Coinbase tied the protocol directly to AI commerce. Shan Aggarwal, chief business officer at Coinbase, said, “Agents are going to buy, sell, and transact on our behalf. They will need a payment rail that’s open, interoperable, and doesn’t require a human clicking confirm purchase,” before adding, “That’s x402, and now it’s governed by the community.” Brian Armstrong framed the same shift more broadly, saying, “There will be more AI agents transacting online than humans very soon.”
The coalition behind x402 extends beyond crypto companies. Participating or supporting organizations named in the context include Google, Microsoft, Amazon Web Services, Stripe, Visa, Mastercard, Shopify, Cloudflare, Circle, Base, Polygon Labs, Solana Foundation, Thirdweb, KakaoPay and American Express.
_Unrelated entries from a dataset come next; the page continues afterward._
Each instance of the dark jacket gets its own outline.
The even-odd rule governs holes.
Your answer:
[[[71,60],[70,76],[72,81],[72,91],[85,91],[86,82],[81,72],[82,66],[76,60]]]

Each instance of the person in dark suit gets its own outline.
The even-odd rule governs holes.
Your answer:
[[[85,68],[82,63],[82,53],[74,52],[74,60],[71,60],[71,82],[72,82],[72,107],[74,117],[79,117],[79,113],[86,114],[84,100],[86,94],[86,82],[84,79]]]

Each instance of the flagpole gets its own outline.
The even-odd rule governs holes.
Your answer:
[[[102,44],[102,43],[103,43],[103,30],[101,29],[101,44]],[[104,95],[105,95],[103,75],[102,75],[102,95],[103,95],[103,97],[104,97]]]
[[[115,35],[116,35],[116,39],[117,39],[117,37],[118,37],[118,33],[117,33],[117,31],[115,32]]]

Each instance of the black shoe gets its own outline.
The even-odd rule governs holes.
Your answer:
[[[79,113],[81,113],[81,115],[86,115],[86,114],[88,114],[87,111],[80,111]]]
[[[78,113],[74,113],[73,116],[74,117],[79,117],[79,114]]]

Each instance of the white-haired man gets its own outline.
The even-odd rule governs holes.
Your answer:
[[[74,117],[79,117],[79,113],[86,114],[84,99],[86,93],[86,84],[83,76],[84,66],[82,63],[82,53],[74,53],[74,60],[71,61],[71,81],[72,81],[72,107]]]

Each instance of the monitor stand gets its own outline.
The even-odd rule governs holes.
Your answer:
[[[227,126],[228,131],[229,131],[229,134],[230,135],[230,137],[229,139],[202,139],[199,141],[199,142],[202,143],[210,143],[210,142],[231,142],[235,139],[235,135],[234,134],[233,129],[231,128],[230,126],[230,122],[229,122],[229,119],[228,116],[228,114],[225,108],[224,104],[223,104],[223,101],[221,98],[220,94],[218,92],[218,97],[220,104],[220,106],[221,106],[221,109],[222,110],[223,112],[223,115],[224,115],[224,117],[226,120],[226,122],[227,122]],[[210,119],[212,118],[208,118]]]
James Tromans of Google Cloud said, “The shift toward agentic commerce requires cloud infrastructure that is as open as the protocols it supports,” describing the effort as a push toward interoperable standards for secure, AI-driven transactions across platforms.
Early usage signals were also tied to the protocol’s expansion. Solana Foundation said it was among x402’s earliest adopters and that Solana accounted for nearly 65% of x402 transaction volume this year. Rishin Sharma said the foundation wants to expand pay-per-request models using stablecoins and bring in more developers, merchants and agents. The context also said developers are already testing x402 in AI-linked tools, World is integrating it into tools for proving agents represent real people, and MoonPay’s Open Wallet Standard is adding support for the protocol.
This article has been refined and enhanced by ChatGPT.